Is gold at a turning point? Bullish sentiment drops to March lows
(Kitco News) - Rising bond yields and a stronger U.S. dollar forced more hedge funds to increase their bearish bets in gold as markets prepare for the Federal Reserve to start reducing its bond purchases, according to analysts quoting the latest data from the Commodity Futures Trading Commission.
The latest trade data shows that net bullish positioning has been at its lowest point since early March. However, analysts note that the market could be at an inflection point as inflation continues to rise, adding to concerns that slowing economic growth will lead to stagflation.
"With investment flows already reduced, a cleaner positioning slate suggests the weak price action will not turn into a rout. Meanwhile, fears of stagflation are growing ever stronger, which could once again spur interest in precious metals down the road," said commodity analysts at TD Securities.
The CFTC disaggregated Commitments of Traders report for the week ending Sept. 28 showed money managers lowered their speculative gross long positions in Comex gold futures by 854 contracts to 118,923. At the same time, short positions rose by 15,651 contracts to 88,062.
Gold's net length now stands at 30.861 contracts, down 34%% from the previous week. Carsten Fritsch, precious metals analyst at Commerzbank, noted that gold's bullish speculative position has dropped by more than 50% in the last two weeks.
Investors and hedge funds have been increasingly bearish on gold as the Federal Reserve looks to tighten interest rates at a faster pace than expected. Last week Federal Reserve Chair Jerome Powell reiterated in testimony before Congress that the U.S. central bank could release its plans to reduce its monthly bond purchases in November and start the tapering process in December.
The tapper plan also comes after the Federal Reserve said it sees a rate hike in December of 2022. The hawkish sentiment from the Federal Reserve has created some selling pressure in gold, which briefly fell below critical support at $1,750 an ounce during the survey period.
Although bullish interest in gold is at its lowest point in more than seven months, Fritsch said gold could be at a turning point.
"Low speculative net long positions often indicate trend reversals in price performance. This was the case in March, for example, when the price hit its 2021 low – which has yet to be broken – shortly afterward," he said.
In a comment on Twitter, Grant Beasley, managing director at Highbury Capital, said that although sentiment in the gold market could continue to fall, the impact on prices could be limited.
Comex Net Managed Money Positions from last week. Now under 200 Tonnes. Getting washed out. It can still go negative if sentiment gets worse, but I'd bet 90% of the move down in gold done. A smash to test $1680 is possible. By Nov/Dec may be a chance. ?— Grant Beasley (@GrantMBeasley) October 3, 2021
h/t @JReade_WGC pic.twitter.com/Ru6yy4ZgPi
While the sentiment is still negative in gold, it appears to have shifted slightly in silver as the latest data shows hedge funds reduced their bearish bets last week.

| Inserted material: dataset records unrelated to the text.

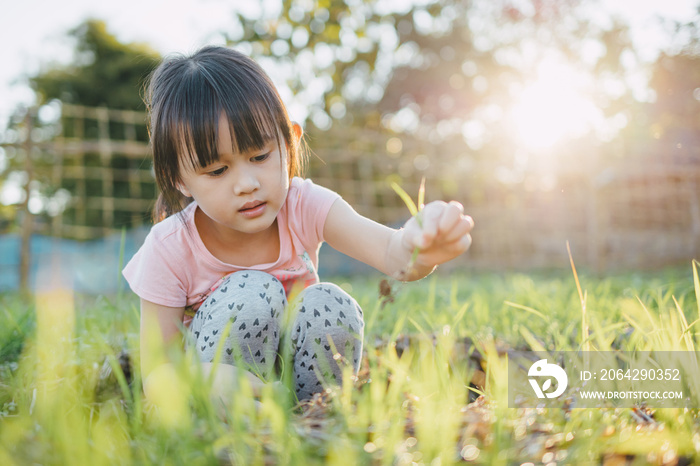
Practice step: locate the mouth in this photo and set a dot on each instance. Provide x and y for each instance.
(253, 208)
(250, 205)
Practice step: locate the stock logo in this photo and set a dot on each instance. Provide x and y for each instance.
(542, 369)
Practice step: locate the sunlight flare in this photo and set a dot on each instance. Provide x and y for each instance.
(553, 108)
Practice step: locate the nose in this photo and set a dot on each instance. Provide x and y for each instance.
(245, 181)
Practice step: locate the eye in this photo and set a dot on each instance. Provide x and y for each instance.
(260, 158)
(217, 172)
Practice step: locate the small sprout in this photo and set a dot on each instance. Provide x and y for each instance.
(385, 287)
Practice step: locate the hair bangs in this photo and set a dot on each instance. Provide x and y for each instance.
(254, 118)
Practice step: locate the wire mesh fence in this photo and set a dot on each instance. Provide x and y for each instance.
(628, 214)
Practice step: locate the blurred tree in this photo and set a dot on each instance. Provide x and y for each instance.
(104, 72)
(667, 124)
(445, 71)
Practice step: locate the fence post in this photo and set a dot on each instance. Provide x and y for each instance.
(27, 216)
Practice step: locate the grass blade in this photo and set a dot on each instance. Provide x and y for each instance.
(584, 319)
(405, 198)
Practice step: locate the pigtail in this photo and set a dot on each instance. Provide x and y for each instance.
(166, 206)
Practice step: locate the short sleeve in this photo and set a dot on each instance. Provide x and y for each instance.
(310, 209)
(156, 276)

The disaggregated report showed that money-managed speculative gross long positions in Comex silver futures fell by 791 contracts to 47,918. At the same time, short positions dropped by 3,005 contracts to 43,918
Silver's net length stands at 3,524 contracts, up from the previous week's two-year low. During the survey period, silver prices managed to hold support above $22 an ounce. Last week silver prices briefly dropped below support; however, some analysts noted that the drop represented a buying opportunity.
Despite the recent volatility in silver prices, many analysts are optimistic that the precious metal's long-term fundamentals remain in place as nations continue to push forward with the global green energy transition.
Hedge funds also increased their bullish bets in copper. Copper's disaggregated report showed money-managed speculative gross long positions in Comex high-grade copper futures rose by 4,401 contracts to 59,298. At the same time, short positions fell by 2,514 contracts to 30,340.
Copper's net length currently stands at 28,958 contracts. During the survey period, gold prices managed to hold support around $4.20 a pound.
Although the base metal is seeing new bullish interest, analysts noted that a slowing momentum in the global economy could continue to weigh on copper prices in the near term.
"Copper speculators have remained on the sidelines while China's power crunch expands further to downstream sectors. The world's manufacturing engine is increasingly coming under pressure, as the energy crisis intensifies downside risks. Yet, aggregate open interest in copper futures continues to decline as the red metal stubbornly and repeatedly fails to break below technical support, whipsawing both CTA trend followers and traders alike," said analysts at TD Securities.